Referral to emergency

If any of the following are present or suspected, please refer the patient to the emergency department (via ambulance if necessary) or seek emergent medical advice if in a remote region.

  • acute and/or complicated mastoiditis
  • acute facial nerve palsy
  • acute sensorineural hearing loss
  • auricular haematoma
  • cellulitis unresponsive to oral antibiotics
  • meningitis
  • otitis externa with concerning features
  • penetrating foreign body
  • profound vertigo
  • sudden deterioration in sensorineural hearing
  • trauma

Please contact the on-call registrar to discuss your concerns prior to referral.

For clinical advice, please telephone the relevant metropolitan Local Health Network switchboard and ask to speak to the relevant specialty service.

If clinical advice is required urgently or out of hours, please contact Flinders Medical Centre or the Women’s and Children’s Hospital.

Northern Adelaide Local Health Network

Southern Adelaide Local Health Network

Women's and Children's Health Network

Category 1 (appointment clinically indicated within 30 days)

  • acute progression of unilateral/bilateral hearing loss (reported on 2 audiograms) and:
    • sensorineural hearing loss and/or
    • vertigo

Category 2 (appointment clinically indicated within 90 days)

  • middle ear effusion with hearing loss for greater than:
    • 3 months (bilateral)
    • 6 months (unilateral)
  • hearing loss with delayed speech/learning impairment
  • hearing aid authorisation
  • new diagnosis of:
    • unilateral/bilateral sensorineural hearing loss or
    • congenital hearing loss

Category 3 (appointment clinically indicated within 365 days)

  • nil

For information on referral forms and how to import them, please view general referral information.

Essential referral information

Completion required before first appointment to ensure patients are ready for care. Please indicate in the referral if the patient is unable to access mandatory tests or investigations as they incur a cost or are unavailable locally.

  • identifies as Aboriginal and/or Torres Strait Islander  
  • identify within your referral if you feel your patient is from a vulnerable population, under guardianship/out-of-home care arrangements and/or requires a third party to receive correspondence on their behalf
  • interpreter required
  • age
  • past medical/surgical history including autoimmune disease, craniofacial or cleft palate
  • allergies and sensitivities
  • onset, duration, and progression of symptoms
  • management history including treatments trialled/implemented prior to referral, including:
    • systemic and topical medications prescribed
    • length of medication treatment
    • outcome of the treatment
  • naso-oropharyngeal examination
  • relevant diagnostic/imaging reports including location of company and accession number

Ear examination

  • signs of acute inflammation of the tympanic membrane (TM) such as:
    • bulging, red, opaque on visualisation
    • most common cause of red TM alone, is a viral upper respiratory tract infection rather than otitis media
  • hearing loss, unilateral/bilateral
  • speech delay

Additional information to assist triage categorisation

  • audiology report is highly desirable

Clinical management advice

Glue ear, also known as otitis media with effusion (OME), is a common childhood condition where fluid accumulates behind the eardrum, causing temporary hearing difficulties and often follows an ear infection. Most cases improve without intervention, but if it persists, or affects your child's hearing, it is important to be seen by a doctor.
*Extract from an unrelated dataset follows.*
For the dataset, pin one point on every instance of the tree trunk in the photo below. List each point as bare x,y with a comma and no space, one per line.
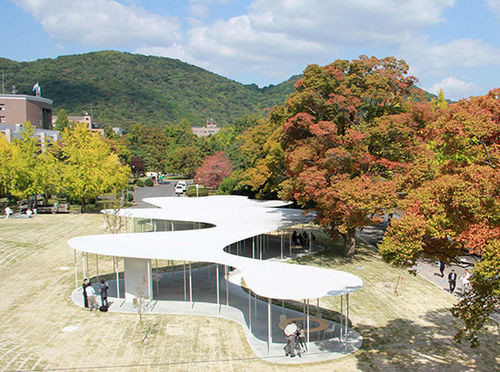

Antibiotics, antihistamines, and decongestants are not effective in managing glue ear. If needed, a hearing test and referral to a specialist might be recommended to ensure your child's hearing and speech development are not delayed.

Refer to clinical resources for assessment and management advice for glue ear/hearing loss first-line management options prior to referring. General practitioners can directly refer patients to audiologists who can offer diagnostic hearing assessments and recommendations for hearing aids and/or an ear, nose and throat (ENT) opinion.

Conventional or standard hearing aids are not distributed by public hospitals. If your child has mild, moderate, or severe bilateral hearing loss, it's advisable to seek referral to a nearby hearing aid provider. Hearing aids are available for children, veterans, and pensioners through the Office of Hearing Services, a branch of the National Department of Health. These aids are supplied by local audiologists, and it's advisable to consider a direct referral to Hearing Australia.

Developmental speech and language screening in children should be referred to speech pathology for assessment and diagnosis.

Please utilise the relevant Aboriginal Liaison Units (ALU) to provide support to Aboriginal families.